The SEC has been one organization that holds special significance to Barbati; he attends the council meetings with the students every Friday. 

Nick Barbati, standing with his President’s Award plaque that he received upon his undergraduate graduation from Rider in 2007.
Photo courtesy of Maddie Caccacvvale.

Senior digital marketing major Kayla Wagner serves as the current president of SEC and has worked closely with Barbati throughout her college experience. Wagner has been in the organization since her sophomore year. 

“Nick has always been a supportive person. I can go to him about anything, even if it is not related to the SEC. I can always go to him with any questions, and he is willing to do anything to help any student,” Wagner explained.

One of Wagner’s favorite memories from working with Barbati on the SEC was when she was in charge of putting together “Rock Fest” last fall. 

“Rock Fest was my first big event. It was amazing to work with him and see my ideas come to life. It was a huge success,” said Wagner.

“Rock Fest” has been a beloved campus tradition at Rider since 2015, but the backstory is not well known. There was a student who was getting into continuous trouble with the judiciary system at Rider. In this particular instance, the student had gone into the backwoods of the campus with their friends and tried having an illegal bonfire. Barbati knew them peripherally since this student had an entry level role on the SEC. 

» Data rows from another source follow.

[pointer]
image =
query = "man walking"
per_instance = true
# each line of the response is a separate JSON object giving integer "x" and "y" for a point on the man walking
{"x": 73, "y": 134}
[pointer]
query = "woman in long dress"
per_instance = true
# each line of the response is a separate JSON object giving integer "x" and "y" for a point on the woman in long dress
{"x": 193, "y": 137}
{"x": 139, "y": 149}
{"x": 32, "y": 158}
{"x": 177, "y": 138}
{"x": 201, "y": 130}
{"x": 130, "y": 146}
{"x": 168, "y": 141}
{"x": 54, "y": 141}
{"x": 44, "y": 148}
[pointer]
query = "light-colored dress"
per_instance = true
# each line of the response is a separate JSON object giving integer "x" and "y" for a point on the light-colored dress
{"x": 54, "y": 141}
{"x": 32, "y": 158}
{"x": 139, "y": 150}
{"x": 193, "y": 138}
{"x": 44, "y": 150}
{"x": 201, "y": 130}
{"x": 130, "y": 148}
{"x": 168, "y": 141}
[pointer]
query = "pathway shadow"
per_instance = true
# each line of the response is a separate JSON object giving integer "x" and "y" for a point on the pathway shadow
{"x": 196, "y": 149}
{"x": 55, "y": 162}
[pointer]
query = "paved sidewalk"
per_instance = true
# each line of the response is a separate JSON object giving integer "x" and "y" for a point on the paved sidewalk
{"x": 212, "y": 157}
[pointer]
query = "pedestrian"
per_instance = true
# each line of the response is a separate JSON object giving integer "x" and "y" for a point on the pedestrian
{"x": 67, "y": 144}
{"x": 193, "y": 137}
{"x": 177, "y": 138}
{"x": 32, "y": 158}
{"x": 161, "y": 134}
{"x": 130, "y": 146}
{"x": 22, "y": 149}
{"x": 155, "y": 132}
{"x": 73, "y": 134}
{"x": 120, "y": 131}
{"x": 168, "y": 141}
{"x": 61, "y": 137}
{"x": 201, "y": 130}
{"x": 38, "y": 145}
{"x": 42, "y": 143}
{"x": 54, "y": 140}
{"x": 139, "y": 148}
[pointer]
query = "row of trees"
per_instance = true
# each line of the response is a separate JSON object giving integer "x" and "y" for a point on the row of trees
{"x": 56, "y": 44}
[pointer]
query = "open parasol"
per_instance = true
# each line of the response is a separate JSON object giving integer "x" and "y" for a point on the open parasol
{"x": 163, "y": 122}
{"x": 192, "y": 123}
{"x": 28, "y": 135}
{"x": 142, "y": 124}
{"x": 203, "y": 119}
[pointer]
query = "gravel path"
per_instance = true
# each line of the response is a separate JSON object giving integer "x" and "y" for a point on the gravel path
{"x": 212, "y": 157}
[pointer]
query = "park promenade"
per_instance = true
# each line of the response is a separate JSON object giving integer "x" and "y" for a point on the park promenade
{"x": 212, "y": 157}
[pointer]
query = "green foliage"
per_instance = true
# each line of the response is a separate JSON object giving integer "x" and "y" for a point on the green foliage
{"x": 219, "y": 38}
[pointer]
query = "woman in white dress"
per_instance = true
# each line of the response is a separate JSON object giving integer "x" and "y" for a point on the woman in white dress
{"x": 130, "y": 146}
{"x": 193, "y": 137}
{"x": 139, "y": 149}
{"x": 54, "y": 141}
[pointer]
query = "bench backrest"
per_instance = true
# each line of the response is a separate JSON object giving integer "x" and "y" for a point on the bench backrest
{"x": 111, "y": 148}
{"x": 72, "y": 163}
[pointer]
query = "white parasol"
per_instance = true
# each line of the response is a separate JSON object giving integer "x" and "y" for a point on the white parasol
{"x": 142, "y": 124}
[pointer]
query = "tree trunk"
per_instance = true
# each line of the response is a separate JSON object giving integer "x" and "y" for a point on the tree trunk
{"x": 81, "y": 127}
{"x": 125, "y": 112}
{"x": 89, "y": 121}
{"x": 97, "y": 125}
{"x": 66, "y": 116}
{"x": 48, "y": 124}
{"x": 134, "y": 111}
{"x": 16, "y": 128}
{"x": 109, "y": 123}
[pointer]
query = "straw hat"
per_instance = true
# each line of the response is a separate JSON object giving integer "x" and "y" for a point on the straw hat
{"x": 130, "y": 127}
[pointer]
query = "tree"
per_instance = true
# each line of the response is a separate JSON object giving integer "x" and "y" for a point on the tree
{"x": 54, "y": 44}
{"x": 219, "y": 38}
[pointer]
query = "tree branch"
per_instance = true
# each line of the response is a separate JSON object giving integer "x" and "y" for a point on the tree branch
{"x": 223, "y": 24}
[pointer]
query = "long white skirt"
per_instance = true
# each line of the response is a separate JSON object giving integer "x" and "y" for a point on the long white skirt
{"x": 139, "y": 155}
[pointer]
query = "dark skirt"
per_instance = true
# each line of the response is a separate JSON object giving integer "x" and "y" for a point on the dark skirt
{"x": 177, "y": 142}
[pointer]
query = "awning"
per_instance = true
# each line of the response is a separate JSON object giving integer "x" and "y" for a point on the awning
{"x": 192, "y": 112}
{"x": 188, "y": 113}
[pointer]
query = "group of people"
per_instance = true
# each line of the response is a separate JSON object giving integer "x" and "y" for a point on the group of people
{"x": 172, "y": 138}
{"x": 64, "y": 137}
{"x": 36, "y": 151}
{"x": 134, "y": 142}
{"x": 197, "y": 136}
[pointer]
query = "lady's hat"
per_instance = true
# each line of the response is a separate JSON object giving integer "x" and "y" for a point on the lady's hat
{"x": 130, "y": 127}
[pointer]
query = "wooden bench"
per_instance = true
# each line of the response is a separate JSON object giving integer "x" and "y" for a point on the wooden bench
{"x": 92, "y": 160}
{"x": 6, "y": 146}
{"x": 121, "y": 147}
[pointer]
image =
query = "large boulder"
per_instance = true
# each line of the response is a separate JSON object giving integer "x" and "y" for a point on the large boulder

“I heard they were in trouble over this bonfire attempt. I called them into my office and I said, ‘What are you doing? What is happening?’” said Barbati. The student went on to tell Barbati that they wanted to create fun on campus.

 “Well, you have the means to do this on a bigger scale. Why don’t you put energy into creating a large bonfire for the campus instead of getting in trouble?” Barbati reflected. 

The student did not initially believe Barbati. “I said to them, ‘If you work with me and follow my guidance, I promise you, we will make it happen,”’ Barbati said.

That is how “Rock Fest” was born. The student still writes to Barbati every year when the campus hosts “Rock Fest,” thanking him and the students for keeping the event a tradition. 

Another popular Rider tradition that Barbati started is “R Factor.” It is a spoof of “The X Factor,” and every year student singers sign up to compete in a two-weekend-long singing competition. The first weekend is the auditions and the second weekend is the final competition where the students that were chosen go head-to-head to be crowned the R Factor Champion. 

“I love the ‘R Factor’ for reasons that people don’t see. Eric Craig was the first student who won the show. After winning, he left his own CD under the door in my office with a post-it note on it that said ‘I never thought that I would ever be able to perform my own music on a stage with a large crowd and I want you know, it changed my life,’” Barbati said. “That’s the reason why we do the ‘R Factor,’ because it’s deeper than just a talent show. It’s letting students live out their dreams.” 

Last year’s R Factor Champion was current senior elementary education and English major, Moe Mahmoud. “The R Factor” has impacted my college experience tremendously. Prior to college, I never sang on a stage in front of people. I was so scared, and Nick was the one that pushed me out of my comfort zone and told me to sing. Looking back now I realize that helped me with my confidence,” said Mahmoud. 

Barbati has impacted so many lives during his time at Rider and continues to do so everyday. “If in 10 years from now I’m still working in education, it will be at Rider,” said Barbati. “I wouldn’t want to work at another school.”